四月初的花莲中午,热气已弥漫,他说吃点酸酸辣辣的好。不用炒菜锅、不用快速炉、瓦旦只用了煮汤的铁锅和电磁炉,将切成丁的鸡胸肉、细碎的九层塔、辣椒、几滴柠檬,拌炒成一锅色彩,加上印尼炒泡面与酱汁这么一和,酸酸辣辣马上挑动味蕾,香味四溢。大伙吆喝赞赏之余,他顺势拿起锅铲摆出一个得意姿势,真有型男主厨范儿。没有排练的日子,他除了织布种菜,也做饭。「有时候排练到一半,我就跟大家说你们自己想一下,我去做饭。」瓦旦笑道。排练室紧连著露天小厨房,唱歌、踏步、生活不分离。
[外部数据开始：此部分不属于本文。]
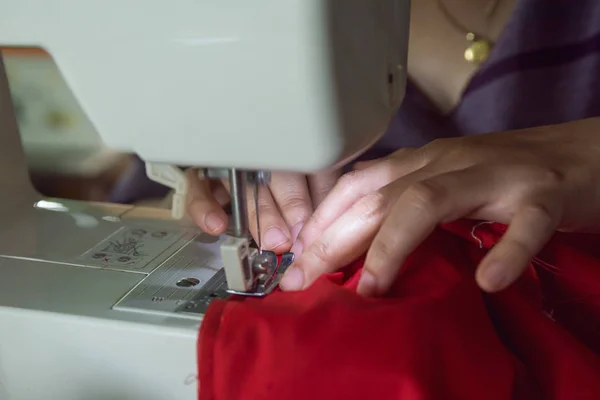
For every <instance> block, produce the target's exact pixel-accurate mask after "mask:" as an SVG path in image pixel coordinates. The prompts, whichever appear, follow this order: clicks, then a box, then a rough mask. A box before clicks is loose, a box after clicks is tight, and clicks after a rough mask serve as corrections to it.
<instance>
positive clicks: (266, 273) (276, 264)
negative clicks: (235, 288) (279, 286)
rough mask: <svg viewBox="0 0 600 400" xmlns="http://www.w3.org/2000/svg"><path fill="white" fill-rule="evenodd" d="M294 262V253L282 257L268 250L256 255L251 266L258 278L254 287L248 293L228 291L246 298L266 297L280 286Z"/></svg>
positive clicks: (256, 280)
mask: <svg viewBox="0 0 600 400" xmlns="http://www.w3.org/2000/svg"><path fill="white" fill-rule="evenodd" d="M293 262H294V253H284V254H283V255H282V256H281V257H278V256H277V255H276V254H275V253H274V252H272V251H266V250H263V251H262V253H256V254H255V255H254V257H253V259H252V264H251V267H252V270H253V272H254V274H255V277H256V278H255V283H254V285H253V286H252V287H251V288H250V290H248V291H237V290H232V289H228V290H227V293H229V294H232V295H236V296H245V297H264V296H266V295H268V294H269V293H271V292H272V291H273V290H274V289H275V288H276V287H277V286H279V282H280V281H281V278H282V277H283V274H284V273H285V271H286V270H287V268H288V267H289V266H290V265H291V264H292V263H293Z"/></svg>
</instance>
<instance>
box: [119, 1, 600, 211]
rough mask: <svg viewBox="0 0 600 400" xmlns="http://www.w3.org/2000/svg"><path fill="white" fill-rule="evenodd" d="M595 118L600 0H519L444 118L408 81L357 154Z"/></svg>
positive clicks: (143, 179)
mask: <svg viewBox="0 0 600 400" xmlns="http://www.w3.org/2000/svg"><path fill="white" fill-rule="evenodd" d="M596 116H600V0H517V3H516V5H515V9H514V11H513V13H512V16H511V18H510V19H509V21H508V23H507V25H506V27H505V29H504V31H503V33H502V34H501V35H500V37H499V39H498V41H497V43H496V44H495V46H494V48H493V51H492V53H491V55H490V57H489V59H488V60H487V61H486V63H485V64H484V65H482V66H481V68H480V69H479V71H478V72H477V73H476V74H475V75H474V76H473V78H472V79H471V81H470V82H469V83H468V85H467V88H466V90H465V92H464V94H463V97H462V99H461V101H460V103H459V104H458V105H457V107H456V108H455V109H454V110H453V112H451V113H450V114H448V115H443V114H442V113H440V112H439V111H438V110H437V109H436V107H435V106H434V105H433V103H431V102H430V101H429V100H428V99H427V98H426V97H425V96H424V95H423V94H422V93H420V92H419V91H418V90H417V89H416V87H415V86H414V85H413V84H412V83H411V82H408V85H407V90H406V96H405V99H404V102H403V104H402V107H401V108H400V110H399V112H398V114H397V115H396V117H395V118H394V119H393V120H392V122H391V124H390V127H389V129H388V131H387V132H386V134H385V136H384V137H383V138H382V140H380V141H379V142H378V143H377V144H376V145H375V146H374V147H373V148H372V149H370V150H369V151H368V152H367V153H365V155H363V156H362V157H361V158H360V159H361V160H365V159H372V158H376V157H381V156H384V155H387V154H389V153H391V152H393V151H395V150H397V149H399V148H403V147H419V146H423V145H425V144H427V143H428V142H430V141H432V140H434V139H436V138H441V137H453V136H463V135H474V134H482V133H488V132H494V131H506V130H511V129H521V128H528V127H534V126H540V125H551V124H557V123H562V122H568V121H575V120H578V119H584V118H589V117H596ZM137 168H138V171H137V172H136V173H132V174H129V178H128V182H129V184H121V189H120V190H119V191H116V192H115V196H113V199H114V200H115V201H120V200H121V201H122V200H124V199H127V202H130V201H132V200H131V199H137V198H139V196H138V195H136V194H135V190H137V189H136V187H137V186H140V187H142V186H144V187H146V188H147V187H148V185H147V183H143V182H144V180H146V181H147V178H146V177H145V172H144V169H143V165H138V166H137ZM123 188H128V190H126V192H129V193H125V192H123V190H122V189H123ZM140 193H141V192H140ZM148 194H149V193H148V191H147V190H146V193H145V195H148ZM133 201H135V200H133Z"/></svg>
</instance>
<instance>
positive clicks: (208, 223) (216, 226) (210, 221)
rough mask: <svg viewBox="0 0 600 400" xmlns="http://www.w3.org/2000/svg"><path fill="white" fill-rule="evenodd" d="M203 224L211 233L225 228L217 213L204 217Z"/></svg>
mask: <svg viewBox="0 0 600 400" xmlns="http://www.w3.org/2000/svg"><path fill="white" fill-rule="evenodd" d="M204 224H205V225H206V228H208V230H209V231H210V232H209V233H211V232H216V231H220V230H222V229H223V227H224V226H225V220H224V219H223V218H222V217H221V216H220V215H219V214H217V213H210V214H208V215H207V216H206V217H204Z"/></svg>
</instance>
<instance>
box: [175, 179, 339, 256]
mask: <svg viewBox="0 0 600 400" xmlns="http://www.w3.org/2000/svg"><path fill="white" fill-rule="evenodd" d="M340 176H341V171H340V170H336V171H333V172H325V173H320V174H317V175H311V176H306V175H302V174H294V173H273V174H272V176H271V183H270V185H269V188H266V187H262V188H261V191H260V196H259V204H258V207H259V216H260V229H261V234H262V246H263V248H264V249H265V250H271V251H274V252H276V253H278V254H280V253H282V252H285V251H289V250H290V249H291V247H292V245H293V244H294V243H295V241H296V238H297V237H298V233H299V232H300V230H301V229H302V227H303V226H304V224H305V223H306V221H307V220H308V218H310V216H311V215H312V213H313V211H314V209H315V208H316V207H317V206H318V205H319V204H320V203H321V201H322V200H323V199H324V198H325V196H326V195H327V194H328V193H329V191H330V190H331V189H332V188H333V186H334V185H335V183H336V182H337V180H338V178H339V177H340ZM186 178H187V181H188V184H189V190H188V199H187V200H188V201H187V211H188V214H189V215H190V216H191V217H192V219H193V220H194V222H195V223H196V224H197V225H198V226H199V227H200V228H201V229H202V230H203V231H205V232H206V233H209V234H211V235H220V234H222V233H224V232H225V230H226V229H227V226H228V217H227V214H226V213H225V211H224V210H223V207H224V206H226V205H227V204H228V203H229V202H230V196H229V187H228V186H229V185H228V182H226V181H209V180H206V179H201V178H199V177H198V171H197V170H195V169H189V170H187V171H186ZM253 192H254V191H253V190H249V191H248V195H247V199H248V216H249V226H250V232H251V233H252V236H253V237H254V239H255V240H258V237H257V229H256V208H255V204H254V193H253Z"/></svg>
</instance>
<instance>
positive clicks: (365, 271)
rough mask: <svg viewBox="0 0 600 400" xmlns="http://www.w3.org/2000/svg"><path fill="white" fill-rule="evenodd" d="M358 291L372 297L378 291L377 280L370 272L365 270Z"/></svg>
mask: <svg viewBox="0 0 600 400" xmlns="http://www.w3.org/2000/svg"><path fill="white" fill-rule="evenodd" d="M356 291H357V292H358V293H359V294H362V295H364V296H370V295H372V294H374V293H375V292H376V291H377V280H376V279H375V277H374V276H373V274H371V273H370V272H369V271H368V270H366V269H363V272H362V274H361V275H360V279H359V280H358V287H357V288H356Z"/></svg>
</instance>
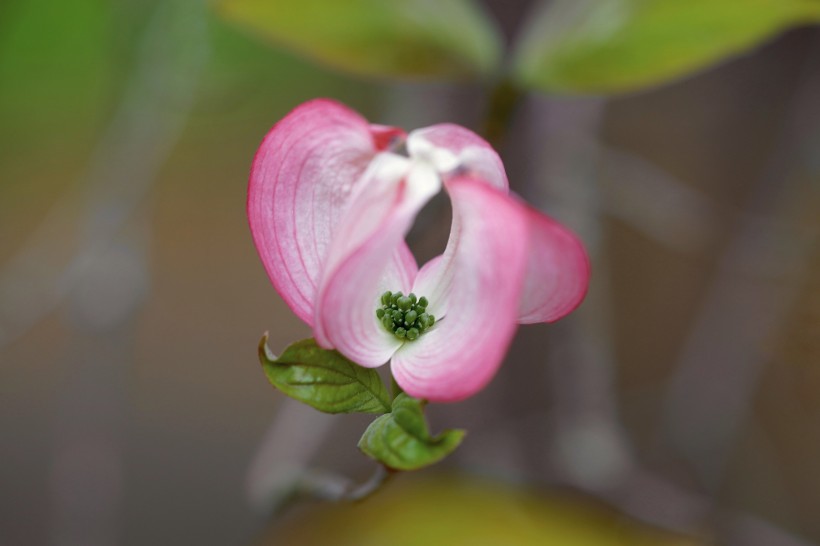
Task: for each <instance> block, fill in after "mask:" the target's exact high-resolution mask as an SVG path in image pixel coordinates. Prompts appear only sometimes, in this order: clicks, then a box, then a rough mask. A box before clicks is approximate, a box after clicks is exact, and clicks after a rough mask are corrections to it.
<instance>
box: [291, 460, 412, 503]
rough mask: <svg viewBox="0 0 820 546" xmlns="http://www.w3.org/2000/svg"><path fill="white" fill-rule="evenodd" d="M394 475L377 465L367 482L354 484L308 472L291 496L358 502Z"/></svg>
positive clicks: (394, 470)
mask: <svg viewBox="0 0 820 546" xmlns="http://www.w3.org/2000/svg"><path fill="white" fill-rule="evenodd" d="M396 473H397V471H395V470H392V469H389V468H387V467H386V466H384V465H381V464H379V465H377V466H376V469H375V470H374V471H373V474H371V475H370V477H369V478H367V480H365V481H364V482H362V483H360V484H355V483H352V482H351V481H349V480H348V479H347V478H343V477H341V476H338V475H335V474H324V473H320V472H316V473H314V472H310V471H308V472H307V473H306V474H305V475H304V476H302V478H301V479H300V480H299V481H298V483H297V484H296V487H295V489H294V491H293V494H294V496H307V497H312V498H315V499H321V500H325V501H331V502H360V501H363V500H365V499H366V498H368V497H370V496H371V495H373V494H374V493H375V492H376V491H378V490H379V489H381V487H382V486H383V485H384V484H385V483H387V481H388V480H389V479H390V478H391V477H392V476H393V475H394V474H396Z"/></svg>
罗勒柠檬鸡胸肉佐印尼炒泡面,配上王杰带来「吃了嘴巴会漂亮漂亮的蕗荞(qusun),沾点盐巴,呛辣好滋味。简单的一餐,正准备一扫而空之际,团员以新(Ising Suaiyung)、罗媛(Maya'a Taboeh Hayawan),加入饭局。还以为平常团员们没排练就来舞团打饭,但瓦旦却问了声:「有带衣服吗?」我一脸茫然,原来是天气太热要去溪里玩水!
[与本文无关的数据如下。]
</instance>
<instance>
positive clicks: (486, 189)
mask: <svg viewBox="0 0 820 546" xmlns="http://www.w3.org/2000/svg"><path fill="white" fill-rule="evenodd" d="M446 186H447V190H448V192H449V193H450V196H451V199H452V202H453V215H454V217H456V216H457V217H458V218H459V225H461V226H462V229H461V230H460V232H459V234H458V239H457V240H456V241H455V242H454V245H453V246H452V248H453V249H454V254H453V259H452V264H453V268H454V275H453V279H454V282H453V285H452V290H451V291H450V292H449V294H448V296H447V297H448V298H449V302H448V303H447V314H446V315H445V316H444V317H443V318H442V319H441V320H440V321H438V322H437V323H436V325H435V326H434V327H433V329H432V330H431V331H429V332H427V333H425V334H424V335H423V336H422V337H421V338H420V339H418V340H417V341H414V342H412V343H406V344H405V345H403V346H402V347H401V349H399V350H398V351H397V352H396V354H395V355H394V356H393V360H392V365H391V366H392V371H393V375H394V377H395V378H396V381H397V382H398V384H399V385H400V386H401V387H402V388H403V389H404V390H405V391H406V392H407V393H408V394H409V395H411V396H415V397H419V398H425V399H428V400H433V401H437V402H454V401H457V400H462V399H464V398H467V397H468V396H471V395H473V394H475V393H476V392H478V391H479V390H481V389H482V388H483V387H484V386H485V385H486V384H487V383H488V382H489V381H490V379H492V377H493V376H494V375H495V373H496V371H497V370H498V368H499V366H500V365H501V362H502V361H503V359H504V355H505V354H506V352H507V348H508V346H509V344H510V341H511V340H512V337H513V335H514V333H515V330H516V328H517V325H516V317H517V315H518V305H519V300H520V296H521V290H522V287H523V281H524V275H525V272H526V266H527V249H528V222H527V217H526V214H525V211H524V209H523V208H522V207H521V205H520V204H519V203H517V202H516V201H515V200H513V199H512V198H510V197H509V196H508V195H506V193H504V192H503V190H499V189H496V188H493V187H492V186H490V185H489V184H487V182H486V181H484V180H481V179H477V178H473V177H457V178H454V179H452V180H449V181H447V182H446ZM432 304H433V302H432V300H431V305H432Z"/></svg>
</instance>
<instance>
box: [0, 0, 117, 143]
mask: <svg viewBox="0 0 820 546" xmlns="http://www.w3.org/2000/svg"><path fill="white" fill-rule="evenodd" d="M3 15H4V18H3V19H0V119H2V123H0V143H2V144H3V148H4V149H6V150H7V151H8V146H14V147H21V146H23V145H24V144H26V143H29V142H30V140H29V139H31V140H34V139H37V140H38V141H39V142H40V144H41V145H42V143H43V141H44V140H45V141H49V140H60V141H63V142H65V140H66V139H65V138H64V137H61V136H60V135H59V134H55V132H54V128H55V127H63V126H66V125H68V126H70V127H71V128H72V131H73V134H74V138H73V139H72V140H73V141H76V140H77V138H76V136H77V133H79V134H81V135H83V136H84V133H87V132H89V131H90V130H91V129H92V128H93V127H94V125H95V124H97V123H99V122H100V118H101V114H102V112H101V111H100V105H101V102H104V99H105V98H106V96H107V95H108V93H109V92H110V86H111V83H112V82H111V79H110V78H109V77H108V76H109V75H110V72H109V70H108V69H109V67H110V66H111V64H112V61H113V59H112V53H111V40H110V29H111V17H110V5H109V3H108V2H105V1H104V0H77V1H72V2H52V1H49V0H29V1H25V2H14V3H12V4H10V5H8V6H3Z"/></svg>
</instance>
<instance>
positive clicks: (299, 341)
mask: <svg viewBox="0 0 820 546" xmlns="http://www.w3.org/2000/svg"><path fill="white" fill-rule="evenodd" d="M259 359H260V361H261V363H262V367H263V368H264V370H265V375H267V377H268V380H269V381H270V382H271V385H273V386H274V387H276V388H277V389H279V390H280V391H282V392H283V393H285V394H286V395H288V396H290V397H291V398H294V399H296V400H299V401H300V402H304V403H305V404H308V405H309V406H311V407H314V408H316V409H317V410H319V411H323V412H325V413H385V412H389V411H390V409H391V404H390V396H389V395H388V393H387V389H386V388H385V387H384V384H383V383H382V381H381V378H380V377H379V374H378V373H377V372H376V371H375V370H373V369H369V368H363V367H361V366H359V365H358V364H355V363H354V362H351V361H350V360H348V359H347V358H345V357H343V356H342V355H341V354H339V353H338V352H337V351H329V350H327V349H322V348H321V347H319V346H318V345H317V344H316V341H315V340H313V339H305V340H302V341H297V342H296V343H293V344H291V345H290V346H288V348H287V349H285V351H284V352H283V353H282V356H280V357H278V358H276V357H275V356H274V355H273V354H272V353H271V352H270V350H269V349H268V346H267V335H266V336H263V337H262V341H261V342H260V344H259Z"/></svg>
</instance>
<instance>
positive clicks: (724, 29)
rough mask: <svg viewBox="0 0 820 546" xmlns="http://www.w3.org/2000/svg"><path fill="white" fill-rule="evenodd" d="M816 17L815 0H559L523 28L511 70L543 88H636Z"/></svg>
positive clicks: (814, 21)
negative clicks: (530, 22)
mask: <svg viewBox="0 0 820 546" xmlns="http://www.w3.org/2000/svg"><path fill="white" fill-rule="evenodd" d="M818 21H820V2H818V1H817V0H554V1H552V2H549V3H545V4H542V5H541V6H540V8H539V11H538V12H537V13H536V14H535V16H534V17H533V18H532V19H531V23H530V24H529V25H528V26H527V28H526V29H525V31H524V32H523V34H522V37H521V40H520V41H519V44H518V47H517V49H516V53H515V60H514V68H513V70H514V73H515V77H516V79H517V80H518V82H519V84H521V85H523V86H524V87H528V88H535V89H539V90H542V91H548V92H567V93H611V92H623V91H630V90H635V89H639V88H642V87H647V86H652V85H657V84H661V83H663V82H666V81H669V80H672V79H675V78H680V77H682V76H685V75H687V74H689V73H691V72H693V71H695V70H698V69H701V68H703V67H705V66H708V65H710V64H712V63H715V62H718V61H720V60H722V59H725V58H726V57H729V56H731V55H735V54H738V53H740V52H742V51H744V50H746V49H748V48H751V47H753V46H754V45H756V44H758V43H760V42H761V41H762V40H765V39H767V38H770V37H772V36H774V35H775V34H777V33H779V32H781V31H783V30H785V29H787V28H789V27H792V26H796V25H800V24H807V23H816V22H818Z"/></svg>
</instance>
大家收拾碗筷完毕,跳上车擦了擦防晒,没一下子就到了三栈部落(Pratan),走一个随性的节奏。
走出来的厚实,玩水的日常
舞团刚成立时,瓦旦也教课、接案,以维持舞团正常营运。位于部落中的三栈国小就是他曾教课的地方,两个学年,他教授太鲁阁族的孩子们传统歌谣与舞蹈。由于学生人数过少,往往一个年级才两三个学生,整个学校也不过卅几个学生,混龄教学,不太容易。但为了维持部落中的小学正常运作,不因人数过少而被迫并校,他坚持并努力教授孩子们传统乐舞,在外争取好成绩,以证明部落小学继续存在的重要性。然而,内外因素使然下,他还是辞去教学工作。但三栈部落的溪边依旧是他与团员们常戏水、散心的秘密基地,更是二○一六年制作《织布》的海报取景处。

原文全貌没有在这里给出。